Comment by Kovah

11 hours ago

I'm really not into math and got really lost in the second half of "Adding points on a curve". Just don't understand what the author wants to tell me with the grouping and the role of the identity element, which is called infinity but is zero?

However, after looking at the next section and playing with the chart I immediately got the idea where the whole article is heading. Interesting to see how this works.

Just to toss on some info you might already know, the mention about grouping is related to group theory. [0] If a set satisfies those 3 axioms, there's some assertions you can build off that are common to all group theory sets, and having an identity element is one of them. It's weird that it's NOT zero, but in this case, infinity behaves LIKE zero. (Imagine going infinitely along the curve on the x-axis towards the open part of the curve, so therefore going infinitely up/down the y-axis. At somepoint, you're essentially have a vertical line between the original point, and your infinitely far away point, which points at the exact opposite side of the curve, which reflects back to the original point.) For natural numbers, zero is the identity, since X + 0 = X, in the same way P + infintelyfarawaypoint = P in this set.

To use a dumb analogy, it's polymorphism where your interface is something like regular old natural numbers: as long as your class behaves like natural numbers in some key ways, you can pass them to any add()/subtract()/multiply() functions relying on that behaviour.

[0] https://en.wikipedia.org/wiki/Group_(mathematics)#Definition

There is a slight bug on the interaction. When you set P=Q or for example you can't get the one P at the top and Q at the bottom. The lines disappear.

Basically you need the "infinite/zero" point to compensate for a situation when you have two points completely perpendicular to the x-axis. AKA it is not intersecting a third point. So it intersects this special "infinite" point.

And conceptually why you need this "infinite" point is that without it you can't add points together properly.

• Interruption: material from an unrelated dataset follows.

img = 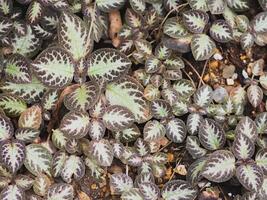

Say for counter argument instead of doing this "flip or mirror" across the x-axis (in the interaction it is the red dot appearing). And instead the red dot just appears on the same side as the two points being added on the curve - without the flipping.

If P1+P2 = Q instead of this Q' that is flipped. And P2+Q = P1

If you try and add P1+P2+Q you would get either Q+Q or P1+P1 depending on if you did (P1+P2)+Q or adding up P1+(P2+Q) which are not equal.

so you need this red dot flipping thing happening in the interaction. However, if you have this flipping that means P1+P2 = Q' which is the mirror flip of Q.

So Q'+Q need to equal this special infinite/zero point to ensure associativity works.